Six museums have exhibited the SNOO, including the permanent collection of the Smithsonian Institution, and Dr. Karp said more than 150 hospitals use the device for 4-5 hours a day to relieve nursing staff shortages in maternity wards.

Weary parents of newborns have coveted the SNOO since it first hit the market in 2016, but more for sleep reasons than safety.

Moms have raved in online discussion forums that it saves them from getting up every few minutes at night by emitting white noise sounds that lull their babies back to sleep.

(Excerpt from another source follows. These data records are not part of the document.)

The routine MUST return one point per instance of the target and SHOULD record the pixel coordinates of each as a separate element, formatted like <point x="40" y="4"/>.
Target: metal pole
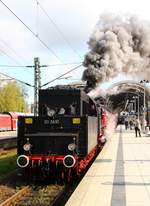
<point x="138" y="108"/>
<point x="37" y="84"/>
<point x="144" y="109"/>
<point x="135" y="106"/>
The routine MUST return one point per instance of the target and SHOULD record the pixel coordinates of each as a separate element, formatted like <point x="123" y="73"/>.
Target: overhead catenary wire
<point x="62" y="75"/>
<point x="34" y="34"/>
<point x="12" y="59"/>
<point x="57" y="28"/>
<point x="31" y="66"/>
<point x="11" y="49"/>
<point x="12" y="78"/>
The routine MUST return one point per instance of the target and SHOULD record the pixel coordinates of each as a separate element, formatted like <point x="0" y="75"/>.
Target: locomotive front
<point x="63" y="139"/>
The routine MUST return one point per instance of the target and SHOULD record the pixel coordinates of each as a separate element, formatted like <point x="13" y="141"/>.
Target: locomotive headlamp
<point x="27" y="146"/>
<point x="71" y="146"/>
<point x="22" y="161"/>
<point x="69" y="161"/>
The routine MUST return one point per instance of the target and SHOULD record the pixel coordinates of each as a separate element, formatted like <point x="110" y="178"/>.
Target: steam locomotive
<point x="64" y="138"/>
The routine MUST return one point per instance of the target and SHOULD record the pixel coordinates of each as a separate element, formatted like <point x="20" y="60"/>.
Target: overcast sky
<point x="65" y="31"/>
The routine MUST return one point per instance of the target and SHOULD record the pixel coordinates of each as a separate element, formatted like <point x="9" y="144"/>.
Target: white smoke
<point x="118" y="45"/>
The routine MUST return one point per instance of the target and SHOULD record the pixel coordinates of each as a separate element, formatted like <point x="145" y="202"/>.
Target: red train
<point x="8" y="120"/>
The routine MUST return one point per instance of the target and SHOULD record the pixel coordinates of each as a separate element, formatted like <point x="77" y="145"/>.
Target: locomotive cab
<point x="65" y="132"/>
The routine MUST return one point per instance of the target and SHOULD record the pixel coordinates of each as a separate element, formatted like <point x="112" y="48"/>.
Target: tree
<point x="12" y="98"/>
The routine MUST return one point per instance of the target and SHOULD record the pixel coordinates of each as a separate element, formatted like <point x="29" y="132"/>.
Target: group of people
<point x="134" y="124"/>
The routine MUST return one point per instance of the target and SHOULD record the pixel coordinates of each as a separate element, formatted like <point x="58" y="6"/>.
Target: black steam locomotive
<point x="64" y="138"/>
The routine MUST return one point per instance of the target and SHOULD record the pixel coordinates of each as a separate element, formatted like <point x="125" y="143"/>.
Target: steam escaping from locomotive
<point x="118" y="45"/>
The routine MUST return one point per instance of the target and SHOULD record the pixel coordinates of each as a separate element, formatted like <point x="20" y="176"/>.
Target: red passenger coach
<point x="5" y="122"/>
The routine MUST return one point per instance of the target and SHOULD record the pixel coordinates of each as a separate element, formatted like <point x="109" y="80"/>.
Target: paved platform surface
<point x="120" y="175"/>
<point x="9" y="134"/>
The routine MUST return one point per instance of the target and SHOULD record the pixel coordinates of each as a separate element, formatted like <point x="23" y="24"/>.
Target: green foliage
<point x="12" y="98"/>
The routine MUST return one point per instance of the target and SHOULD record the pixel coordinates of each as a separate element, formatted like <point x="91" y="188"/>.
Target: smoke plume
<point x="118" y="45"/>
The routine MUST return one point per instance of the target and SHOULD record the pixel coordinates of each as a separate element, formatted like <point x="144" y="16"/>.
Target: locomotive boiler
<point x="64" y="138"/>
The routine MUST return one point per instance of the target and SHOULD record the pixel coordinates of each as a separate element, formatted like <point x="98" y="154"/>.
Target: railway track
<point x="35" y="195"/>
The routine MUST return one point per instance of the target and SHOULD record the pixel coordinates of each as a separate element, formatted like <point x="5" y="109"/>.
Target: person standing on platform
<point x="137" y="127"/>
<point x="126" y="124"/>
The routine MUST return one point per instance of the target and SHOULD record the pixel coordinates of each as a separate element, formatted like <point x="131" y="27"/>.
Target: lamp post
<point x="144" y="103"/>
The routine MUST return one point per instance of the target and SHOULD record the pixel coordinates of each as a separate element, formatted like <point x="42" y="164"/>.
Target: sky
<point x="64" y="26"/>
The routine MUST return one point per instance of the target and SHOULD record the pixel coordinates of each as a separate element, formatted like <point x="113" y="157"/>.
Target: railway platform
<point x="120" y="175"/>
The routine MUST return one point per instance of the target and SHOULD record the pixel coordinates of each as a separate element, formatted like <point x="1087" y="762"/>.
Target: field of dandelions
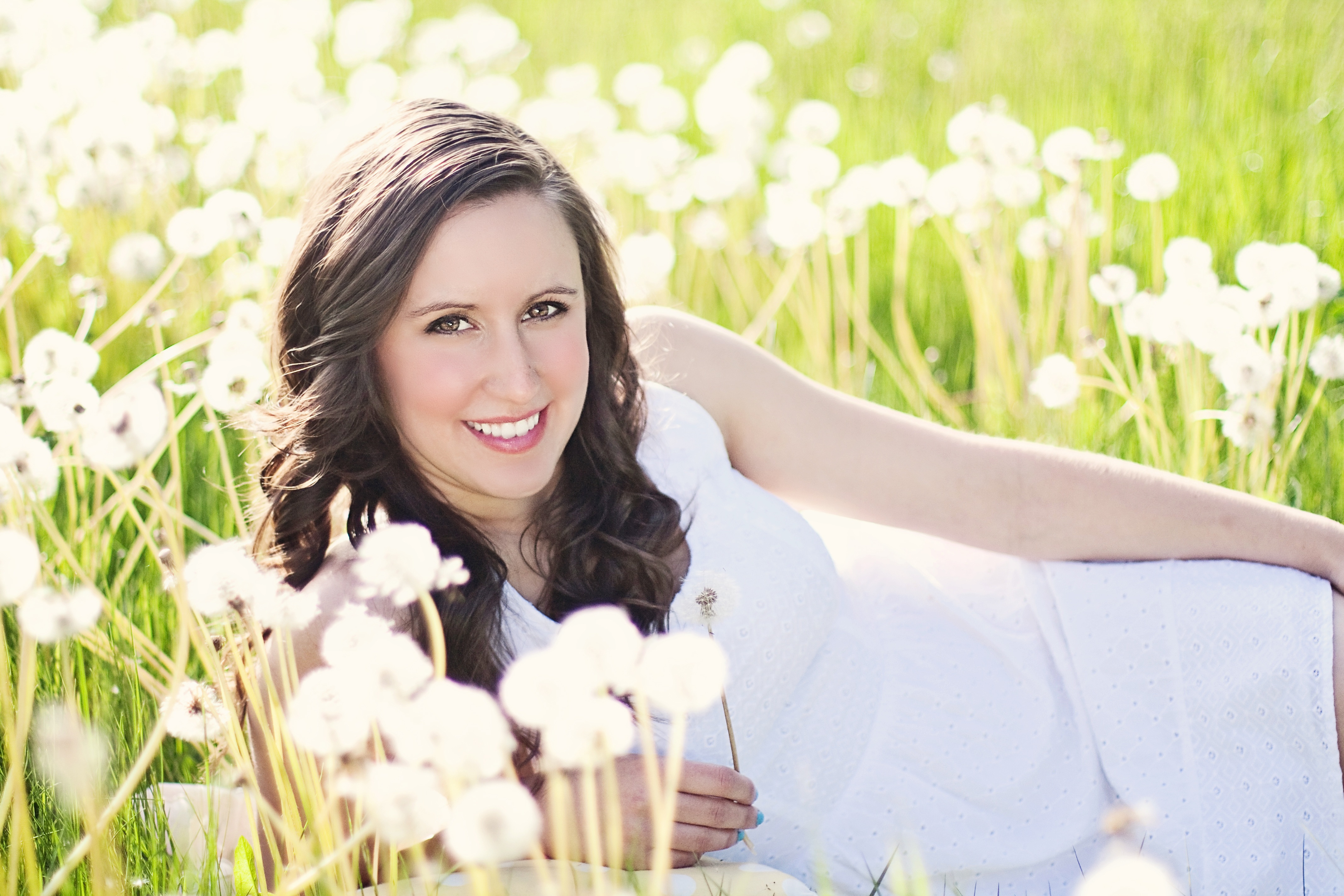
<point x="1045" y="221"/>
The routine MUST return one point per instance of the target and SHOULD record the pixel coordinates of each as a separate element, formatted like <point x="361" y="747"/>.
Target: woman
<point x="455" y="352"/>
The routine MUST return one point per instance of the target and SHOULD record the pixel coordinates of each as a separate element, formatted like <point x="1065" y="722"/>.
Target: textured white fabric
<point x="896" y="691"/>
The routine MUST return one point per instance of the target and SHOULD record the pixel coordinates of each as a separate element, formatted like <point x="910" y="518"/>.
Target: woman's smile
<point x="510" y="434"/>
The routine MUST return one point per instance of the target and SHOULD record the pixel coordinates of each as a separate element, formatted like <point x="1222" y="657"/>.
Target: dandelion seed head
<point x="494" y="823"/>
<point x="1056" y="382"/>
<point x="1327" y="358"/>
<point x="194" y="713"/>
<point x="682" y="672"/>
<point x="21" y="569"/>
<point x="1152" y="178"/>
<point x="1249" y="422"/>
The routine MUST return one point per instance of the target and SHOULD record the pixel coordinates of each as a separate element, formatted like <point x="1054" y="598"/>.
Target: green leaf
<point x="246" y="883"/>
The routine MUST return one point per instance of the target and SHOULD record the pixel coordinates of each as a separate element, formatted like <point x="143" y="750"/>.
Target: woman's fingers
<point x="697" y="839"/>
<point x="714" y="812"/>
<point x="717" y="781"/>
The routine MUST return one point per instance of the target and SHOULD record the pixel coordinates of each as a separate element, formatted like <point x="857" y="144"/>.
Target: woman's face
<point x="486" y="363"/>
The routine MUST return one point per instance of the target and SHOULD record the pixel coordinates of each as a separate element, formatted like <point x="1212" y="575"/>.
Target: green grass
<point x="1210" y="84"/>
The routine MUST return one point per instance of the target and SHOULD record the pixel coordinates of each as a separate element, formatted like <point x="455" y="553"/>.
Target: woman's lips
<point x="518" y="444"/>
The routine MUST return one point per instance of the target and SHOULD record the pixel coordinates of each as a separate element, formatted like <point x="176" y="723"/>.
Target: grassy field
<point x="1246" y="97"/>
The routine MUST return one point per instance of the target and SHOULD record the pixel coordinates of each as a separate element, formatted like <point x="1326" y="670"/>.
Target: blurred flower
<point x="1016" y="187"/>
<point x="708" y="230"/>
<point x="1125" y="875"/>
<point x="241" y="211"/>
<point x="682" y="672"/>
<point x="404" y="803"/>
<point x="1064" y="152"/>
<point x="136" y="257"/>
<point x="194" y="713"/>
<point x="814" y="121"/>
<point x="21" y="569"/>
<point x="400" y="561"/>
<point x="1326" y="361"/>
<point x="277" y="240"/>
<point x="492" y="93"/>
<point x="492" y="823"/>
<point x="64" y="402"/>
<point x="608" y="641"/>
<point x="224" y="159"/>
<point x="234" y="382"/>
<point x="901" y="182"/>
<point x="126" y="428"/>
<point x="224" y="577"/>
<point x="1256" y="264"/>
<point x="720" y="176"/>
<point x="333" y="711"/>
<point x="1113" y="285"/>
<point x="48" y="616"/>
<point x="717" y="596"/>
<point x="1327" y="283"/>
<point x="792" y="220"/>
<point x="69" y="753"/>
<point x="662" y="109"/>
<point x="1056" y="382"/>
<point x="1248" y="422"/>
<point x="53" y="354"/>
<point x="540" y="687"/>
<point x="456" y="729"/>
<point x="36" y="468"/>
<point x="1037" y="238"/>
<point x="1187" y="258"/>
<point x="635" y="81"/>
<point x="1244" y="367"/>
<point x="808" y="29"/>
<point x="53" y="242"/>
<point x="1152" y="178"/>
<point x="195" y="233"/>
<point x="367" y="30"/>
<point x="646" y="262"/>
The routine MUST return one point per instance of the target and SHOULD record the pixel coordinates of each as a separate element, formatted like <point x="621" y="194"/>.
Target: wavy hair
<point x="605" y="534"/>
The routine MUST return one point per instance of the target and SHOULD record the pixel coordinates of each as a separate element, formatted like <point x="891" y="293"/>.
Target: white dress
<point x="893" y="691"/>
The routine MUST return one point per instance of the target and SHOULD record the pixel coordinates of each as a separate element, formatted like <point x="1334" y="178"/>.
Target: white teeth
<point x="507" y="430"/>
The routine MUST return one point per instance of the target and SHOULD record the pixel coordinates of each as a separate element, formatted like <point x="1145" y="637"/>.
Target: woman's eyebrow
<point x="468" y="307"/>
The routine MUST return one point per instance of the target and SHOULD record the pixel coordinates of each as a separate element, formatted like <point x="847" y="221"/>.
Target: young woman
<point x="455" y="351"/>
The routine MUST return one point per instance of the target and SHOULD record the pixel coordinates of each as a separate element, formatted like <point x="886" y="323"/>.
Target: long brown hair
<point x="607" y="531"/>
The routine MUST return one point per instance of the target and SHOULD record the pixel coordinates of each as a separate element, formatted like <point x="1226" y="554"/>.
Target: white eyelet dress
<point x="893" y="691"/>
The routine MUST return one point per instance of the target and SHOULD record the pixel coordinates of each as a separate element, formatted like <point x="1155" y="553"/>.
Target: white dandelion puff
<point x="48" y="616"/>
<point x="400" y="561"/>
<point x="1056" y="382"/>
<point x="1113" y="285"/>
<point x="69" y="753"/>
<point x="65" y="402"/>
<point x="21" y="569"/>
<point x="405" y="803"/>
<point x="683" y="672"/>
<point x="1327" y="358"/>
<point x="1248" y="422"/>
<point x="1152" y="178"/>
<point x="194" y="713"/>
<point x="494" y="823"/>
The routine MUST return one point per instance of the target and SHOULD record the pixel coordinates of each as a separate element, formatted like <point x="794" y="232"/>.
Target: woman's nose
<point x="512" y="374"/>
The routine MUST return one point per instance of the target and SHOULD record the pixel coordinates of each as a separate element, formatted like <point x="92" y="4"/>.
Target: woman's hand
<point x="714" y="804"/>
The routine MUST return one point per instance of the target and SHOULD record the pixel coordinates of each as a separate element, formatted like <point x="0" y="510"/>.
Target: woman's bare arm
<point x="822" y="449"/>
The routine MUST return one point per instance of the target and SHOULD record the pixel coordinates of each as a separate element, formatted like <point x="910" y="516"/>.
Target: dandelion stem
<point x="434" y="629"/>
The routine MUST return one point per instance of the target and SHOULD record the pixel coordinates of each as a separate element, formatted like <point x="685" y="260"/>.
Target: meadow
<point x="924" y="288"/>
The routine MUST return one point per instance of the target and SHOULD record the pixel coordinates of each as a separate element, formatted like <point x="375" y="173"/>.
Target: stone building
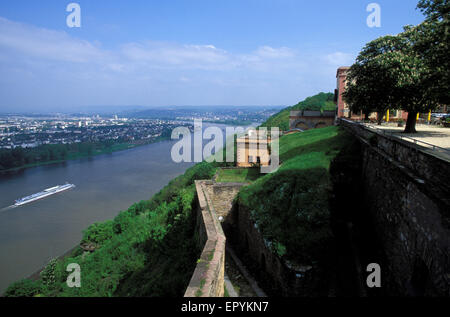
<point x="253" y="149"/>
<point x="343" y="110"/>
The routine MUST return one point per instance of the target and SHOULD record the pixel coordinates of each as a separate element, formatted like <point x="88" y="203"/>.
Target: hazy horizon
<point x="181" y="53"/>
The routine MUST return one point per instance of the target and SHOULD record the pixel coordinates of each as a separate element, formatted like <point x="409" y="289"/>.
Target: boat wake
<point x="7" y="208"/>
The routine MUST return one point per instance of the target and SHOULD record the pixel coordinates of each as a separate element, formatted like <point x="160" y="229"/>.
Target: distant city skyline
<point x="154" y="53"/>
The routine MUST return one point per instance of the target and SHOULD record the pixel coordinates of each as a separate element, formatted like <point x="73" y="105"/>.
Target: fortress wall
<point x="208" y="277"/>
<point x="406" y="195"/>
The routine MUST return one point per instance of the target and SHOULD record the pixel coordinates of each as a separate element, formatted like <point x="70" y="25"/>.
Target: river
<point x="32" y="234"/>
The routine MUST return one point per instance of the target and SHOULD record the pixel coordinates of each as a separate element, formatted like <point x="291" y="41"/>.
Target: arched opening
<point x="263" y="263"/>
<point x="419" y="278"/>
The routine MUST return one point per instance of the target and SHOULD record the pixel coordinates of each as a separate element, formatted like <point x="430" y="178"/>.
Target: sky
<point x="182" y="52"/>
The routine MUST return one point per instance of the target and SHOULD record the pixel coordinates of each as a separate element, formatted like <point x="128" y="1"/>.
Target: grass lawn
<point x="242" y="175"/>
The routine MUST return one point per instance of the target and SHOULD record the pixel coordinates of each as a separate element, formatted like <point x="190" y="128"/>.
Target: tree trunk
<point x="411" y="122"/>
<point x="379" y="117"/>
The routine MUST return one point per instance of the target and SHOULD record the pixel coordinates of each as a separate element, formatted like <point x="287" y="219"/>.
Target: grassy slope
<point x="321" y="101"/>
<point x="290" y="206"/>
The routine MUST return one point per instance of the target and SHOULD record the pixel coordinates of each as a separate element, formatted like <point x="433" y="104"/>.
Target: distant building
<point x="253" y="149"/>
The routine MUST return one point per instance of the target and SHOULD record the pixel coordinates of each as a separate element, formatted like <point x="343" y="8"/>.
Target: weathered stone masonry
<point x="215" y="200"/>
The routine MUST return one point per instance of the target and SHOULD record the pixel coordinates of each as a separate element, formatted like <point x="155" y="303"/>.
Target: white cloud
<point x="44" y="66"/>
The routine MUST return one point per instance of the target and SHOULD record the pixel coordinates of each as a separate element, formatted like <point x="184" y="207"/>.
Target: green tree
<point x="415" y="91"/>
<point x="433" y="45"/>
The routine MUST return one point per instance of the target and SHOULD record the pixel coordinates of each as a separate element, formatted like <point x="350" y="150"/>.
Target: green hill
<point x="321" y="101"/>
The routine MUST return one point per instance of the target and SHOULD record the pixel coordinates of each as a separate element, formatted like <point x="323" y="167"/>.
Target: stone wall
<point x="406" y="194"/>
<point x="208" y="277"/>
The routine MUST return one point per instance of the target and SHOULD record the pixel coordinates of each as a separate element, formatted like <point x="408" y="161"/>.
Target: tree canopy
<point x="406" y="71"/>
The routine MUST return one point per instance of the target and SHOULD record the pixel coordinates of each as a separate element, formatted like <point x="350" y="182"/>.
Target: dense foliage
<point x="147" y="250"/>
<point x="322" y="101"/>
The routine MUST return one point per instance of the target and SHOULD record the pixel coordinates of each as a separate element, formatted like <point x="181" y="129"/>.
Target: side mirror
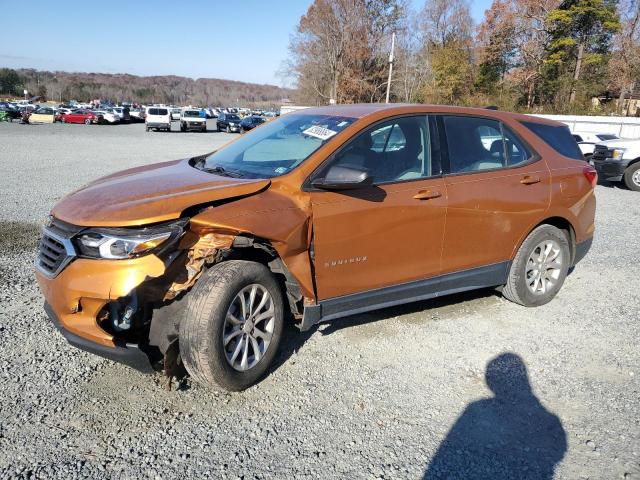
<point x="344" y="178"/>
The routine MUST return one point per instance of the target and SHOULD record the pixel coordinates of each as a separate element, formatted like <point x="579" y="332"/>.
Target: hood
<point x="620" y="143"/>
<point x="154" y="193"/>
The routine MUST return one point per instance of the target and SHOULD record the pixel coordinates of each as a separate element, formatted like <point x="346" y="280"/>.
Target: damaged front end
<point x="102" y="286"/>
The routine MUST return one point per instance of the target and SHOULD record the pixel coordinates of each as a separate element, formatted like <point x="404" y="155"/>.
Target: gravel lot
<point x="370" y="396"/>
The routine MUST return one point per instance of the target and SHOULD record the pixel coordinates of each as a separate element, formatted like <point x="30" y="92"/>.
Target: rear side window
<point x="474" y="144"/>
<point x="607" y="136"/>
<point x="557" y="137"/>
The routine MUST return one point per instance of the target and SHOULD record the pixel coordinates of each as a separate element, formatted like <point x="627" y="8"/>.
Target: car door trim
<point x="471" y="279"/>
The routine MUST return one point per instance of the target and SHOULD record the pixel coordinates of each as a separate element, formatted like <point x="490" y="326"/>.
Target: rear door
<point x="497" y="187"/>
<point x="391" y="232"/>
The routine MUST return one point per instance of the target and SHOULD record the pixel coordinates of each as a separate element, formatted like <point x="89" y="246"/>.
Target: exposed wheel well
<point x="261" y="251"/>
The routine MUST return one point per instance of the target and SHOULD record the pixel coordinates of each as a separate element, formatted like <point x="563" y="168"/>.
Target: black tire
<point x="516" y="289"/>
<point x="629" y="173"/>
<point x="201" y="329"/>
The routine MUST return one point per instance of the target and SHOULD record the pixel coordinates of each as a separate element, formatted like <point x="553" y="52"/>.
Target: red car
<point x="82" y="116"/>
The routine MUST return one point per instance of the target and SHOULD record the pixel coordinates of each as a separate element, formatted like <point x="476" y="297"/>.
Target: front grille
<point x="56" y="250"/>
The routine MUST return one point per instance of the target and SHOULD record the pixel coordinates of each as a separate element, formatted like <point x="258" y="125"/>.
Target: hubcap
<point x="248" y="327"/>
<point x="544" y="267"/>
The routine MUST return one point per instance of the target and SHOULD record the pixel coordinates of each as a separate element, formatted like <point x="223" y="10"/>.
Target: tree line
<point x="526" y="55"/>
<point x="83" y="87"/>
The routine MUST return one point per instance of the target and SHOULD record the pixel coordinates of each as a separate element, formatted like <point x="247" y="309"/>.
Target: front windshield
<point x="277" y="147"/>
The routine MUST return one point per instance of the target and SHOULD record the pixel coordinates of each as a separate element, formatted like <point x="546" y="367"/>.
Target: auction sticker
<point x="319" y="132"/>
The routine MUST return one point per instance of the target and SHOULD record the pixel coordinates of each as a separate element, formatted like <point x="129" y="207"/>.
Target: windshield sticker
<point x="319" y="132"/>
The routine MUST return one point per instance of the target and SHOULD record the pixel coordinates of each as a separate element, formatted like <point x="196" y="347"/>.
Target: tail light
<point x="591" y="175"/>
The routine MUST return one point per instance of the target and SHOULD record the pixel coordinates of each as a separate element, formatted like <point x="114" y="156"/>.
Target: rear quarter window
<point x="557" y="137"/>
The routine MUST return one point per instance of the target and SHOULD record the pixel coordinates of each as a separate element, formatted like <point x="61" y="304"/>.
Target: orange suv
<point x="320" y="214"/>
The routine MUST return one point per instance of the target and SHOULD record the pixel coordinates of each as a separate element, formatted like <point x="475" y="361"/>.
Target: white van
<point x="158" y="118"/>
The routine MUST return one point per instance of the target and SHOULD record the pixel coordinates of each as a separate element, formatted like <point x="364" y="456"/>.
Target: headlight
<point x="617" y="153"/>
<point x="121" y="243"/>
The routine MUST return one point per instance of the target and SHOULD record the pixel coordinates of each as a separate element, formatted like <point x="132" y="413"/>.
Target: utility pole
<point x="393" y="44"/>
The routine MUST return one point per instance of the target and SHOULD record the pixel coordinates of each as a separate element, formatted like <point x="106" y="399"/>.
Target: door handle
<point x="529" y="180"/>
<point x="427" y="194"/>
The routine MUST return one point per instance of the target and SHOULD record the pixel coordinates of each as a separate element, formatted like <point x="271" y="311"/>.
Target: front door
<point x="390" y="232"/>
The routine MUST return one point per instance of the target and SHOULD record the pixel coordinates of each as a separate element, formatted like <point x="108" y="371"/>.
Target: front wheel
<point x="632" y="177"/>
<point x="539" y="268"/>
<point x="233" y="325"/>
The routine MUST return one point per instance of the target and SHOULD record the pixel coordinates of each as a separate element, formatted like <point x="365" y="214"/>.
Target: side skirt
<point x="472" y="279"/>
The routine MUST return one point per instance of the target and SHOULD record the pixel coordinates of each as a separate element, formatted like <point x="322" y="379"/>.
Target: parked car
<point x="108" y="116"/>
<point x="191" y="119"/>
<point x="313" y="218"/>
<point x="123" y="113"/>
<point x="587" y="141"/>
<point x="10" y="112"/>
<point x="137" y="115"/>
<point x="230" y="122"/>
<point x="618" y="161"/>
<point x="248" y="123"/>
<point x="82" y="116"/>
<point x="43" y="115"/>
<point x="158" y="118"/>
<point x="60" y="111"/>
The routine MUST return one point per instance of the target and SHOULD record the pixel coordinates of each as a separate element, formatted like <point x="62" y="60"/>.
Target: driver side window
<point x="391" y="151"/>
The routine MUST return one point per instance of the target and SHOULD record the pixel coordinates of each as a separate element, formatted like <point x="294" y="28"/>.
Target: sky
<point x="242" y="40"/>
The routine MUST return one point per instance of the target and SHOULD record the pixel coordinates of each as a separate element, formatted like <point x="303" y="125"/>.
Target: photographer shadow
<point x="508" y="436"/>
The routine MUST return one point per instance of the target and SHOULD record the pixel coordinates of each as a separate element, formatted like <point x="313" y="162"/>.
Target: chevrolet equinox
<point x="320" y="214"/>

Several cheaper knockoffs have appeared online at Amazon, where the SNOO ranks in the top 100 of best-selling bassinets but draws criticism from some parents for the high sticker price of an item their children will only use for six months.

“$1299? Seriously? Given it becomes a glorified bassinet after 5 months when babies can start to roll over, I’d expect an extra kidney at that price,” one parent named Devin wrote in an October 2019 Amazon review.

“Our baby was in a standard bassinet for a couple weeks but I was up all night replacing the binky and not getting any sleep,” a mom named Amber wrote in another Amazon review dated Feb. 19. “Now when his binky falls out SNOO is there to sooth[e] him back to sleep without it.”